I wrote this post in July 2017, and I just found it (4 years later) in my Drafts folder. What a great journey down memory lane it was to read this today. Ask 2017 me if he knew what he’d be into 4 years on, and…yeah. Life moves pretty fast.
We have been doing a lot of hiring lately — I am lucky to be at such a company. It feels like that’s all we’ve done over the time that I’ve been at Red Hat. In every interview I am routinely asked what is it like to work at Red Hat. Mostly I’d pass on a few relevant anecdotes, and move on.
As I’ve just come up on my 8 year anniversary at Red Hat, I thought I would write some of this stuff down to explain more broadly what it’s like to work at Red Hat, more specifically in the few groups I’ve been in, more specifically my personal experience in those groups…
How did I get here?
In 2007, I met Erich Morisse at a RHCA training class at Red Hat’s Manhattan office. Erich was already a Red Hatter, and somehow I ended up with his business card. Fast forward a year or so, and…

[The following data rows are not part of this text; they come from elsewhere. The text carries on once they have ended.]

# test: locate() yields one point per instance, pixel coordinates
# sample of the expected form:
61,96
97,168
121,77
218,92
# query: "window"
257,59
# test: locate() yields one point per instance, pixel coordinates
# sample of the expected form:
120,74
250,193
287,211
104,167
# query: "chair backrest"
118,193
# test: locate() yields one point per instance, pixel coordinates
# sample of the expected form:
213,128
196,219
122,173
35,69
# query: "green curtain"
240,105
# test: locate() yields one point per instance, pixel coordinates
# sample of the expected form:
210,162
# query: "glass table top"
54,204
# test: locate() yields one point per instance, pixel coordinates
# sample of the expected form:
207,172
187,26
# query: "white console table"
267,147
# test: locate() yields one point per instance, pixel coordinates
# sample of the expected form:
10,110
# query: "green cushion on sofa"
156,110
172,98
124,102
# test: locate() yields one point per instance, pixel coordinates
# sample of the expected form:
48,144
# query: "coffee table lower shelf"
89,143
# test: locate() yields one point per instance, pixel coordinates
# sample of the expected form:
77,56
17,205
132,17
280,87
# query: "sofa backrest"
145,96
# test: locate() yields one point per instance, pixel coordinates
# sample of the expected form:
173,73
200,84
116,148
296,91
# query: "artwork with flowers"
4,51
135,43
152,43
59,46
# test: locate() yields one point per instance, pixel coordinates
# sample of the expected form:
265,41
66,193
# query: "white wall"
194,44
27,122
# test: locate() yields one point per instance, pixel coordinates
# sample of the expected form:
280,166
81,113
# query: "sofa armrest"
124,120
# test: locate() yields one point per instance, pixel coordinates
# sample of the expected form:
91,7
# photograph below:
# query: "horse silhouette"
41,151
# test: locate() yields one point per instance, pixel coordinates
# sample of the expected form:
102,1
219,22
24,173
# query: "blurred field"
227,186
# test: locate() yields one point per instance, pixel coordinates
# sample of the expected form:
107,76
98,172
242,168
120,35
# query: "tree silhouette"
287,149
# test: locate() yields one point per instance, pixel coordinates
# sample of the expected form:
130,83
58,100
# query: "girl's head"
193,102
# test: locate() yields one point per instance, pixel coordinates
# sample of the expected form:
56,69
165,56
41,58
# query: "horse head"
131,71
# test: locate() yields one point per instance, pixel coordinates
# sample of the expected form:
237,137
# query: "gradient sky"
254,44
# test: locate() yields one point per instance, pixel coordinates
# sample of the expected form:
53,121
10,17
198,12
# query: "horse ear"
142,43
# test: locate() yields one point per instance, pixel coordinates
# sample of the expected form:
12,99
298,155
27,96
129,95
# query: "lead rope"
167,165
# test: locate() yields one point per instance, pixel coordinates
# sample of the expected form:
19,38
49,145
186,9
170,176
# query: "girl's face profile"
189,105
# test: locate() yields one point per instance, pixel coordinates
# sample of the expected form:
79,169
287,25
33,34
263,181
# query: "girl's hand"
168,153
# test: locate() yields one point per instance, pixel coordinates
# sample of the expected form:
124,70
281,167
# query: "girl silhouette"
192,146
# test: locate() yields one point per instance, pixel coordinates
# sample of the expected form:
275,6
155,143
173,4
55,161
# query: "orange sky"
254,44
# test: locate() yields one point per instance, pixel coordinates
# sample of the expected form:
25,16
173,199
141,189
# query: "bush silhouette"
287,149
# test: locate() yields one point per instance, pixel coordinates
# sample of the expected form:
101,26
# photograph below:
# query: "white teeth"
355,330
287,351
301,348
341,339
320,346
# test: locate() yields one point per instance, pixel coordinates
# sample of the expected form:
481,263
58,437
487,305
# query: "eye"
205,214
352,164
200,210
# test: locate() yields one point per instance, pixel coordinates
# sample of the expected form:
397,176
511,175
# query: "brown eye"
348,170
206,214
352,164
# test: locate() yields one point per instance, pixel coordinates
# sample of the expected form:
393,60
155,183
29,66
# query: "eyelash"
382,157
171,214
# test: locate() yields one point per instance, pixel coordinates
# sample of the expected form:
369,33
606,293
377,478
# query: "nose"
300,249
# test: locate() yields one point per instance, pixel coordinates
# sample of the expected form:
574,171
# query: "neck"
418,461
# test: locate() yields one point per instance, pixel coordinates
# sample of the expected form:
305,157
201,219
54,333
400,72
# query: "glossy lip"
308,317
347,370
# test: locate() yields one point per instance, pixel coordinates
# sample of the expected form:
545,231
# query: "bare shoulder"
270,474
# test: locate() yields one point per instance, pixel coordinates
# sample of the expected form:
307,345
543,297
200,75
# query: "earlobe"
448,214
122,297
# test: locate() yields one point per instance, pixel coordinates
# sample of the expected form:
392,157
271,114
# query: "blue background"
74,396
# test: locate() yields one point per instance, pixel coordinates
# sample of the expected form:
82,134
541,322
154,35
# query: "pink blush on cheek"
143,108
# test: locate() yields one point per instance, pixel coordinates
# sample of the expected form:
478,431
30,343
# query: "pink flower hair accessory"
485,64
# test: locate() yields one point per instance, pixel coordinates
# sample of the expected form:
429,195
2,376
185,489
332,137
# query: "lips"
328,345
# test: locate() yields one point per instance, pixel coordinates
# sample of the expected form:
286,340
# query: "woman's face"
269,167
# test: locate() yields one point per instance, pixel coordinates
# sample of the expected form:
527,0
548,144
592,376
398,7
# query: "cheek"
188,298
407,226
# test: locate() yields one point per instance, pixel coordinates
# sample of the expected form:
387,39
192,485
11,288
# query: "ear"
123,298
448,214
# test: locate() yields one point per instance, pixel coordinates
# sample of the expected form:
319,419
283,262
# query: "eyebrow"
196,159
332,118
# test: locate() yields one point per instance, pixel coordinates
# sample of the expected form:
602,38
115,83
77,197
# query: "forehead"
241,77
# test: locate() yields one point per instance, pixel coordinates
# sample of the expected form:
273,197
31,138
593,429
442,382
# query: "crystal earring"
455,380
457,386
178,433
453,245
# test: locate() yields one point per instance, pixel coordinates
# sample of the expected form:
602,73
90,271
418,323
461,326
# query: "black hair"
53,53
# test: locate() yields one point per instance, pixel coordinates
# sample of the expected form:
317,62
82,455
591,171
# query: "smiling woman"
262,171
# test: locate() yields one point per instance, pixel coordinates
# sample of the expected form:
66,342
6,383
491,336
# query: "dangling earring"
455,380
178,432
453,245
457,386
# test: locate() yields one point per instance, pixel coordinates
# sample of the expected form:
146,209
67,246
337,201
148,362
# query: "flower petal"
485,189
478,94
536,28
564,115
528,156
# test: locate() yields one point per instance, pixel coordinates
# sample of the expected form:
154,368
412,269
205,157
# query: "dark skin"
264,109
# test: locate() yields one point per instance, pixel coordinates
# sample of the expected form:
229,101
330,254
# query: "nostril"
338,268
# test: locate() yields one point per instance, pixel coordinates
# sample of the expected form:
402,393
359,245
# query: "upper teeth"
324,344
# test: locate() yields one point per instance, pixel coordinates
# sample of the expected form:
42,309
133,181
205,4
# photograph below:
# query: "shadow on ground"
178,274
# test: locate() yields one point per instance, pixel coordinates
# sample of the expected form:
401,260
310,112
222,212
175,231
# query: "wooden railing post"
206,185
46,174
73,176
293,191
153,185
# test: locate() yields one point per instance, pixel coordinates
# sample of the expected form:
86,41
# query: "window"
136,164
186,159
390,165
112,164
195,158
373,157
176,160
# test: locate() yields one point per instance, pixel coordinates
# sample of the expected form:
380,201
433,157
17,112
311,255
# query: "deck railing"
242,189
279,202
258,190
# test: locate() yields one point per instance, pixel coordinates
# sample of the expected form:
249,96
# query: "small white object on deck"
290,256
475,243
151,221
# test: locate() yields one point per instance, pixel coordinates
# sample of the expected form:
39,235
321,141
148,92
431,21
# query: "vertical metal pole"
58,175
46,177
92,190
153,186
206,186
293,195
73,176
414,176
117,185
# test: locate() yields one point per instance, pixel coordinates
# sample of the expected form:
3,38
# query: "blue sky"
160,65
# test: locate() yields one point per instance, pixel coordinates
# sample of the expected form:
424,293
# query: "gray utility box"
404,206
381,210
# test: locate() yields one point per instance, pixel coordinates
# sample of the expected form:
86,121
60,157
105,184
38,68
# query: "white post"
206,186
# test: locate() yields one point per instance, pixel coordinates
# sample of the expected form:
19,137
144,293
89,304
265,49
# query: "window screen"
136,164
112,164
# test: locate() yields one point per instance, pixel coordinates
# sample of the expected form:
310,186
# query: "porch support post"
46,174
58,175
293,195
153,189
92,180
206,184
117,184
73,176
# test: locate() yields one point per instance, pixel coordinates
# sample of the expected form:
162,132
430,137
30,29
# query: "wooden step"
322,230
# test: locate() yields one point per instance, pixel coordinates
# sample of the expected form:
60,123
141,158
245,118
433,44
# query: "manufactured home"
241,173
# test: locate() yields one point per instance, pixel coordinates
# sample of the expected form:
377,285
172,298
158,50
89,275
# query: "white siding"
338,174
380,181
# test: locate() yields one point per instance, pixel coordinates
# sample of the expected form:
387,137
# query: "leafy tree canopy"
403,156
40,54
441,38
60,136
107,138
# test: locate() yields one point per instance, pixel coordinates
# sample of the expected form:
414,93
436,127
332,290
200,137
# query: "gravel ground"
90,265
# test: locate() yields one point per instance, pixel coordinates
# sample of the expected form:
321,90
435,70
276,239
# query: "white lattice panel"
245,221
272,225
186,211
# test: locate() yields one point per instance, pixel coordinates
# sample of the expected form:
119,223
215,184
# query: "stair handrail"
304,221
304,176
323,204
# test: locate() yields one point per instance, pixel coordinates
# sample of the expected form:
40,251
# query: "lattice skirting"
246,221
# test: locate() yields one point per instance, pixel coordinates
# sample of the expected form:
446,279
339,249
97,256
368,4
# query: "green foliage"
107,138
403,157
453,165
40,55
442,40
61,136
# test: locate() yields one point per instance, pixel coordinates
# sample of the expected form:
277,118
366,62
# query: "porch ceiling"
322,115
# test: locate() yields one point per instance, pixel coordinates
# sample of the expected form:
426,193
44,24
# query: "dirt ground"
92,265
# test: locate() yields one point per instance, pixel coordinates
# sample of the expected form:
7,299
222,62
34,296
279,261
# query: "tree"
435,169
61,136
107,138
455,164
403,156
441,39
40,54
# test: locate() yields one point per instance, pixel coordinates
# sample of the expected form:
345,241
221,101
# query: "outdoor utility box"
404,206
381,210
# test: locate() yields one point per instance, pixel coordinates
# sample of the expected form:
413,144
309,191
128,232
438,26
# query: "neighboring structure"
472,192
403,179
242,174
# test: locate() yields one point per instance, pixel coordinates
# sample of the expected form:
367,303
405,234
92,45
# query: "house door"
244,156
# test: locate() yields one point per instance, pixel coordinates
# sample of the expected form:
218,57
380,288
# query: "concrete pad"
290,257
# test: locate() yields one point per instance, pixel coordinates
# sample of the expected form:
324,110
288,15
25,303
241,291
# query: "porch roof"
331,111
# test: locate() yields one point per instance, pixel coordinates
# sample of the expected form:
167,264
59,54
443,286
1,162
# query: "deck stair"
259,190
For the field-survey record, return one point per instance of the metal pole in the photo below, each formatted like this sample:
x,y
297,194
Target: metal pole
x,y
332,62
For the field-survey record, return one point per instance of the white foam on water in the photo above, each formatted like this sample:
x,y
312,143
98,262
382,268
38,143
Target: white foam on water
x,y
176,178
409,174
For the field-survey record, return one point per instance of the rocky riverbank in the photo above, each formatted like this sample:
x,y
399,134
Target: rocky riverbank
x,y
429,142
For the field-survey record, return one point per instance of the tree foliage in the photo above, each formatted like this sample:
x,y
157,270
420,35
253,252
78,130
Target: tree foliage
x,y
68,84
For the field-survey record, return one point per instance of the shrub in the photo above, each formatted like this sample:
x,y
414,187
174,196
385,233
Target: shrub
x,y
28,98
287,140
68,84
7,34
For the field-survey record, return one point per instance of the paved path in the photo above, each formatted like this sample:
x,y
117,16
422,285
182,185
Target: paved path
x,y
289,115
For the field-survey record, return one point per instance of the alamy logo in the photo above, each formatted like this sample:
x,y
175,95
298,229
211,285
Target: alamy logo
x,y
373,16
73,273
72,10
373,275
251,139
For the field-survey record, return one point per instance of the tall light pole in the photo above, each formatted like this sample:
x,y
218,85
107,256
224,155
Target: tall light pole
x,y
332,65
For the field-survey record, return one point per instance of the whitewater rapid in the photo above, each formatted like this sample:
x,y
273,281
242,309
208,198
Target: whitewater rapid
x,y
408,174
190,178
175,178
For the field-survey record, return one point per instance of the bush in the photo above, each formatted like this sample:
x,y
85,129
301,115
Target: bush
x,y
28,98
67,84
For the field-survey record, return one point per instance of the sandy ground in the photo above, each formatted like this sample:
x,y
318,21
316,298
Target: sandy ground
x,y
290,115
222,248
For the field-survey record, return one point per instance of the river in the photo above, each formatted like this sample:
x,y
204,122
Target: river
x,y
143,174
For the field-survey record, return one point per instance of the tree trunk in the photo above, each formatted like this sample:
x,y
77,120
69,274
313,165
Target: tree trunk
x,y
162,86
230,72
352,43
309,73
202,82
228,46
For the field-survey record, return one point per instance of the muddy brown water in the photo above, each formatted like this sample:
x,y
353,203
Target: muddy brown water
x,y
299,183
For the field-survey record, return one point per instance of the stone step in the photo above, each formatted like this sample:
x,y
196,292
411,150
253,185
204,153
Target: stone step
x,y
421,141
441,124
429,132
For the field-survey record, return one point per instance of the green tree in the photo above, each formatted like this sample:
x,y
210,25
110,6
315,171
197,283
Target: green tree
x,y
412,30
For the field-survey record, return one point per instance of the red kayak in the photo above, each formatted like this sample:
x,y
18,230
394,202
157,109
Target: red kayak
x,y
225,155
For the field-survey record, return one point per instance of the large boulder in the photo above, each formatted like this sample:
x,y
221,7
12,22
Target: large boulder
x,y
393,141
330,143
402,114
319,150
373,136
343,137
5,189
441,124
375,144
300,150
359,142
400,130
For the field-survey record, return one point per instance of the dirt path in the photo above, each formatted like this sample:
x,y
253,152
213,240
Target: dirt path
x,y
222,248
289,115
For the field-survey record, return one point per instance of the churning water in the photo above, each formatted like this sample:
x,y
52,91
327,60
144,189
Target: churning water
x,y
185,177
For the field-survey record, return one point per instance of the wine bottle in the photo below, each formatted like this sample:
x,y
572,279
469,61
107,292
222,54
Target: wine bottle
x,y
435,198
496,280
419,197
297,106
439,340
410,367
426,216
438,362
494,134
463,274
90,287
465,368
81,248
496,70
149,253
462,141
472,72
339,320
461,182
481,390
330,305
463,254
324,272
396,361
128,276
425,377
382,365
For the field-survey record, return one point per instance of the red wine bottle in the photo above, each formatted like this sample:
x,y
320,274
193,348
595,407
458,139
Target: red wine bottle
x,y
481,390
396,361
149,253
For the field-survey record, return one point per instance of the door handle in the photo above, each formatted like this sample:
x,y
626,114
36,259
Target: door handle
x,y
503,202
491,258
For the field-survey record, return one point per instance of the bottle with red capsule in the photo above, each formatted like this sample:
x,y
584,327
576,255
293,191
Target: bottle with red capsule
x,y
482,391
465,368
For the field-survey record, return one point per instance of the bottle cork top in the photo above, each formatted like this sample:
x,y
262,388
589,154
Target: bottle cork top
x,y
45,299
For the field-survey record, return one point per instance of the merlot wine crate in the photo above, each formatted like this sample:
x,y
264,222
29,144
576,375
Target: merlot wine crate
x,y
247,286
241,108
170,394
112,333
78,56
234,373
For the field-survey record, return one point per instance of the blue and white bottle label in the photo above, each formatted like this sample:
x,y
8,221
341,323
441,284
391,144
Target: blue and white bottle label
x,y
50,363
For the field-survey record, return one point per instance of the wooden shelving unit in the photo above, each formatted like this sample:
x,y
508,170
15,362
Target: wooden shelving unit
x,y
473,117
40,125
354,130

I got married in 2008 in Long Island, NY. Within 3 months of that, I applied at Red Hat and flew to Raleigh for the interview. Within 4 months of that, my wife and I moved to Raleigh, and I started at Red Hat on July 20, 2009, as a Technical Account Manager in Global Support Services. I was so excited that they’d have me that the 15% pay cut didn’t bother me.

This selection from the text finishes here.